Change Log
CLRadeonExtender 0.1.9:
- add AMD Navi support for assembler and disassembler
- add shorter addressing of FLAT/GLOBAL/SCRATCH
- add literal immediate for SMRD addressing for GCN1.1
- add Amd3 OpenCL binary format for AMD Navi for AMD OpenCL implementation
- include specific extension in device name for ROCm-OpenCL platform
CLRadeonExtender 0.1.8:
- add chapter about binary formats to CLRX documentation
- add some informations about compilation under FreeBSD
- add '.nosectdiffs' to disable new section difference behaviour if new ROCm format choosen
- small optimization in the AsmScope? destructor.

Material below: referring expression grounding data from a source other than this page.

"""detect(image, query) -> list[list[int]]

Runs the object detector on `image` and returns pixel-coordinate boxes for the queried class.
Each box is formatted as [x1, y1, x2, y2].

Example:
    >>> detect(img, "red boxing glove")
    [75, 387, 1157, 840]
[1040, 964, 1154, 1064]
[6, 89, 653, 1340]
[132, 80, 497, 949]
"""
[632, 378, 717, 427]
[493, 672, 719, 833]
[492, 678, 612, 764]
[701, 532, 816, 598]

- add extra info about setting up number of the SGPRs register in documentation
- fixed OpenCL detection for AMDGPU-PRO
- add '.enum' pseudo-op to simplify defining enumerations
- add CLRX_VERSION_NUMBER and CLRX_POLICY_UNIFIED_SGPR_COUNT
- add policy to unify SGPR counting for all binary formats (by default disabled)
- in documentation fix some some mistakes about building
- add preliminary support for CPU architectures (untested): SPARC, IA64 and MIPS
- add new '.dims' syntax for distinguish vector group ids and scalar local ids
- improve CLZ32/64 for MSVC
- introduce CTZ32/64
- while disassemblying determine minimal AMD driver version for GPU device type (better code detection while disassemblying)
- fixed some types in documentation
- update list of GPU devices in documentation
- fix stupid and old bug in ImageMix? sample
- change a GPU device name for VEGA11 to GFX902
- fixed segfault when attempt to disassemble old Gallium binaries using new Gallium binary format
- sort the kernels by an offset order by disassemblying
- better input data checking while disassemblying code
- add HSALayout mode for AMDCL2 format (similar code layout like in ROCm and Gallium formats)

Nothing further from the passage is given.